Although a number of reports have shown that increased HE4 protein level correlates with poor survival in EOC3, 6, the underlying mechanism is unclear and the effect of HE4 protein in the tumorigenesis of EOC remains controversial9, 26-28. Several recent studies confirmed that HE4 overexpression promotes proliferation, invasion and metastasis of ovarian cancer cells9, 26, yet some earlier work showed decreased growth and invasiveness of ovarian cancer cells induced by HE4 overexpression27, 28. Interestingly, Huan Wang et al. found that at low concentrations (0.083-0.2μg/ml), exogenous HE4 protein was able to significantly increase viability, proliferation, and colony formation of SKOV-3 cells, but higher concentration (1μg/ml) of exogenous HE4 protein did not further enhance the above effects29. It seemed that the effect of HE4 protein on malignant cells varied depending on its levels. It was previously reported that some proteins, such as Nox430 and histone H331, could cause feedback inhibition on their own mRNA expressions. Here, we speculate that HE4 may have a similar effect. HE4 mRNA and protein expressions initially increase with the malignant transformation of ovarian cells. As HE4 protein reaches a higher level and accumulates constantly, it causes feedback inhibition on its own mRNA, leading to an unparalleled expression profile of HE4 mRNA and protein. This could explain our observations that poor survival was associated with high levels of HE4 protein and low levels of HE4 mRNA, and that HE4 mRNA negatively correlated with lymph node metastasis in the present study. The speculation calls for further investigations.

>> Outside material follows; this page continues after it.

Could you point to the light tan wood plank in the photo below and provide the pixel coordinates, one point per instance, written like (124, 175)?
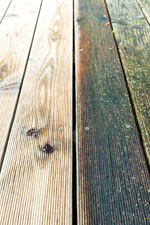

Our study indicated that HE4 mRNA played a unique role in predicting the prognosis of EOC, which was different from that of its protein. Furthermore, the high correlation between HE4 mRNA level and serum CA125 level increases the prognostic significance of HE4 mRNA in EOC.

Unfortunately, we do not find any significance about eIF3a mRNA distribution among ovarian tumors and its correlation with clinicopathologic features of primary EOC. The varying range of eIF3a mRNA level is much smaller than that of HE4 mRNA level in this study, which implies a stable role of eIF3a in EOC. However, there is still a positive linear correlation between mRNA expressions of HE4 and eIF3a, similar to their protein levels23, suggesting some connections between them in their molecular mechanism.

As retrospective research, there are regretting limitations. One is that there is no data on HE4 serum levels available to investigate its correlation with the HE4 mRNA level. Another is that the period of follow-up was relatively short to observe the differences in survival of EOC. Longer follow-up and an increased number of patients may lead to further confirmation of our study.

In summary, our study demonstrated that high levels of HE4 mRNA could discriminate malignant from benign tumors in primary EOC and show a better prognosis than low levels of HE4 mRNA. Unlike HE4, eIF3a was not found to have a similar role in EOC. Further investigations are required to confirm the unique independent role of HE4 mRNA and offer new insight into the molecular mechanism between HE4 and eIF3a.